The latest gob-smacking development is how many retailers are adopting in-store touch-screen technology that allows the customer to stand in their store and order online either because the item is out of stock or was never ranged in the store in the first place. The customers are offered in-store or home delivery options and find not only is the store’s entire range available online but an extended range is also available online.

This poorly thought through “customer experience initiative” does nothing more than relegate the store experience to a training ground for why the customer shouldn’t bother going to the store because it will be so much easier online.

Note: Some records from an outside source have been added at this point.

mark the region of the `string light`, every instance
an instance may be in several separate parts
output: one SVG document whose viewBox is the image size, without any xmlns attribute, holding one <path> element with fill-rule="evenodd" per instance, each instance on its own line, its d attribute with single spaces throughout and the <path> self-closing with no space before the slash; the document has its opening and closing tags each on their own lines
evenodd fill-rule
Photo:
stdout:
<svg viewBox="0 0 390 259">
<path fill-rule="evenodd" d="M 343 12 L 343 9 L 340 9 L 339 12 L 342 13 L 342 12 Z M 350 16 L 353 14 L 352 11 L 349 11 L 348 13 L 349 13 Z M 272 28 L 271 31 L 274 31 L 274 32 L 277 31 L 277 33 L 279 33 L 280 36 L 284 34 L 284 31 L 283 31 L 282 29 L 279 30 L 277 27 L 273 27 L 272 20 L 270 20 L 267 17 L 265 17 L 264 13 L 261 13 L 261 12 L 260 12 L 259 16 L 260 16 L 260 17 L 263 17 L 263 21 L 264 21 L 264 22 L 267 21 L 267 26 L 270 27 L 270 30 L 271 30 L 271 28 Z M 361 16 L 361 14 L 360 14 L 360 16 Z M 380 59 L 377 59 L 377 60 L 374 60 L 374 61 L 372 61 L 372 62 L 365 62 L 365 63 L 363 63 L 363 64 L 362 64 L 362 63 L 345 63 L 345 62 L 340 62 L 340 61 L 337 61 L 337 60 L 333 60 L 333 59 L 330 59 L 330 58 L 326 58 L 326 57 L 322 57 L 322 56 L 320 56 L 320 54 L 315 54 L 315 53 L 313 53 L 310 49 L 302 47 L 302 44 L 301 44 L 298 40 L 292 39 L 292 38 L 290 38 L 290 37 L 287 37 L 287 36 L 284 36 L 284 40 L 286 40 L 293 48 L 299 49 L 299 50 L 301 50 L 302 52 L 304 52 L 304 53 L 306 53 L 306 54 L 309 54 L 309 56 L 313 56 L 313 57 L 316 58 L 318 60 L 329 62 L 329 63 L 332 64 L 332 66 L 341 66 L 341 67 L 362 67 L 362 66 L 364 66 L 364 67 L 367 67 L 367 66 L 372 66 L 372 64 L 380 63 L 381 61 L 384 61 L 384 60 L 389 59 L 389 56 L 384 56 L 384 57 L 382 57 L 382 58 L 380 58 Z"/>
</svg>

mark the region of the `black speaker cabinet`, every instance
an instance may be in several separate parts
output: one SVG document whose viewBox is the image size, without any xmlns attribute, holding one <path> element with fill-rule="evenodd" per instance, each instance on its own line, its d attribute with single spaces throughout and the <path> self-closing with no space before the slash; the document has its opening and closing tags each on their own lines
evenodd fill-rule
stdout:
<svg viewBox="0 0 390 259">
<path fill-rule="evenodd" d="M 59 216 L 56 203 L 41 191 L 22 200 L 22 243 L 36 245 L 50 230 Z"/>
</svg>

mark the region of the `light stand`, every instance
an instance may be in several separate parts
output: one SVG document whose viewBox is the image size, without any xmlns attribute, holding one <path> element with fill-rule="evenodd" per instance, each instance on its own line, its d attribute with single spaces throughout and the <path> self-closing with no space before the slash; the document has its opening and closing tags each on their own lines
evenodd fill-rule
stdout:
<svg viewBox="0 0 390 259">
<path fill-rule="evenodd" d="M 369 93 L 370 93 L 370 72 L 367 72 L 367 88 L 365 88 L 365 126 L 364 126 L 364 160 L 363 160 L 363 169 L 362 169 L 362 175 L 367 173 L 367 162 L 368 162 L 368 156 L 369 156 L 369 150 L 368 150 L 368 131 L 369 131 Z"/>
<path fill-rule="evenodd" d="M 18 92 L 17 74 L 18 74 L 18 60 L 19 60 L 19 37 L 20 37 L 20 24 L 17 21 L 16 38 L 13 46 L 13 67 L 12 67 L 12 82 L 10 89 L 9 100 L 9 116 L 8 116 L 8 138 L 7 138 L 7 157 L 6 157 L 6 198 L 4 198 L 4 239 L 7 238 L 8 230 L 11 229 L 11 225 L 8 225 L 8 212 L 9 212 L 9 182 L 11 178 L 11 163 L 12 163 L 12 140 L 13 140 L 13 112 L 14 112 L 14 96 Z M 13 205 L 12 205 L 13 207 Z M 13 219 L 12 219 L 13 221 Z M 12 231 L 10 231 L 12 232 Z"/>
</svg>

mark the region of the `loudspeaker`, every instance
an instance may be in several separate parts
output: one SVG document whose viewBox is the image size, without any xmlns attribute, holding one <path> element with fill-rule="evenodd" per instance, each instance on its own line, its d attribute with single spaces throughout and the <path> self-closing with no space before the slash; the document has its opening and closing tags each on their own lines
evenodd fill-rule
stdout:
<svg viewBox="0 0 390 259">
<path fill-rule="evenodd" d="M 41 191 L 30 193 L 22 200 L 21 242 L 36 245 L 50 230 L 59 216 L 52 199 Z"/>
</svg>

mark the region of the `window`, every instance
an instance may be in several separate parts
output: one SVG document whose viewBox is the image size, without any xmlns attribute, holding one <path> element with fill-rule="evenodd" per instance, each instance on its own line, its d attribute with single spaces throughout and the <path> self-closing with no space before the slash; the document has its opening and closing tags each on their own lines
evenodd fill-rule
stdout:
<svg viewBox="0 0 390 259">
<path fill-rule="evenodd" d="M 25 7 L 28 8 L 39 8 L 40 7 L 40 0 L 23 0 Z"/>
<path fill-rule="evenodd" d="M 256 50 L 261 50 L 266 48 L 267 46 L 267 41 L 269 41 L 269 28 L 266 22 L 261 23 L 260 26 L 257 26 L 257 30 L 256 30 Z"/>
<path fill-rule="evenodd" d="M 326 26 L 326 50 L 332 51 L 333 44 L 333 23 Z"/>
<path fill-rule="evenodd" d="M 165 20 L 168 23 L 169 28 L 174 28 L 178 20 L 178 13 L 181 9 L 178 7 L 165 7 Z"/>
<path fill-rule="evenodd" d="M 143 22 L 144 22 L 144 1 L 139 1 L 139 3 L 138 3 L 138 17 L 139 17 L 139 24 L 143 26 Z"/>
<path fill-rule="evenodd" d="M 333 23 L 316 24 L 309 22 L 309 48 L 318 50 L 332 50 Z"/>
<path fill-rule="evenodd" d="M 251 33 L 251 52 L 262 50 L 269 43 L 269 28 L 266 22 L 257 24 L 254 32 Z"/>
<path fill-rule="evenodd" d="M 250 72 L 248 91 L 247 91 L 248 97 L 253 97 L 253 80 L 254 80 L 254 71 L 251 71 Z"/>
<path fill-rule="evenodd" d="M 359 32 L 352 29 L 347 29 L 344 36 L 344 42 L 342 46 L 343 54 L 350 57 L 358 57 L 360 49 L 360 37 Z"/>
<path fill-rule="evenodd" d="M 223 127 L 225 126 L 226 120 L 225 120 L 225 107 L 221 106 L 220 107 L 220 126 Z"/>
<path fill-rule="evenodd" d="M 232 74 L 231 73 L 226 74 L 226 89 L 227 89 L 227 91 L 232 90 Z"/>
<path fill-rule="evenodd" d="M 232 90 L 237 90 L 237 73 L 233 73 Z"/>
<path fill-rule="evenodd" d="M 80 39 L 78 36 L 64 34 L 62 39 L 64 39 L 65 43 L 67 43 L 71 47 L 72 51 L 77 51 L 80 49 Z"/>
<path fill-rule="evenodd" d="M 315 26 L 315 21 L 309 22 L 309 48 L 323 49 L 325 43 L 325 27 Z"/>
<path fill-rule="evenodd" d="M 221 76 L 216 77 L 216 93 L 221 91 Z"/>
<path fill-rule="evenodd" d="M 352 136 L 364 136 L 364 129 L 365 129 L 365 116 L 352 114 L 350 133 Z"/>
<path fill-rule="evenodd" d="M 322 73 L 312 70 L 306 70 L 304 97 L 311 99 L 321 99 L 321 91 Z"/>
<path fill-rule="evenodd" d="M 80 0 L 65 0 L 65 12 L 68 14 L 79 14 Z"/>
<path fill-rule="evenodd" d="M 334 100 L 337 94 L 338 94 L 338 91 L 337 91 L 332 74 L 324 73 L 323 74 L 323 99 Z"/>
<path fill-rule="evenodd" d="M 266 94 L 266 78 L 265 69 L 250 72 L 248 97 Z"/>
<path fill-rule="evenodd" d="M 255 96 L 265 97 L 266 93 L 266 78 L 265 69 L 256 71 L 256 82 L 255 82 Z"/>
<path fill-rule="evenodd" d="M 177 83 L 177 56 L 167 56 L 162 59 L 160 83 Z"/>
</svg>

The logic will be argued around new customers or “leakage” they can gain and the cost of doing business savings potential in an e-commerce model and reduction in front line store labour costs.

What the arguments discount of course is the committed costs of operating the store footprint with less and less foot-traffic and the fact that these retailers will set themselves up for a transparent (and technology enabled) price comparison with competitors which will inevitably be lost to the biggest, ugliest, scariest online global retail bully in the world retail playground.

It is always interesting to look at the winners in the current environment and how they deploy technology. Most of them do it in a way that the in-store customer doesn’t even recognise. Ted Baker stores for example just take immersive whimsy and go to town with it. Technology is used in a hidden way for customer recognition and efficiency.

Even Apple Stores – the current temple of technology – make the store experience about what you can’t get online not what you can. The Genius Bar and lots of evangelically infectious advice and assistance drive a physical experience that sees queues at the door before the store opens. Louis Vuitton is about touching the physical merchandise not looking at it on a screen that would be far more comfortable and easily accessed in the intimacy of my home or favourite café.

Technology in retail is both necessary and the enabler of amazing productivity gains that can benefit both retailer and customer.

But the naïve application of technology can hasten the demise of retailers who were once seen as heroes. This year, watch closely as some very obvious examples rollout before your very eyes and the results will be extremely fast and very ugly. Think before you leap!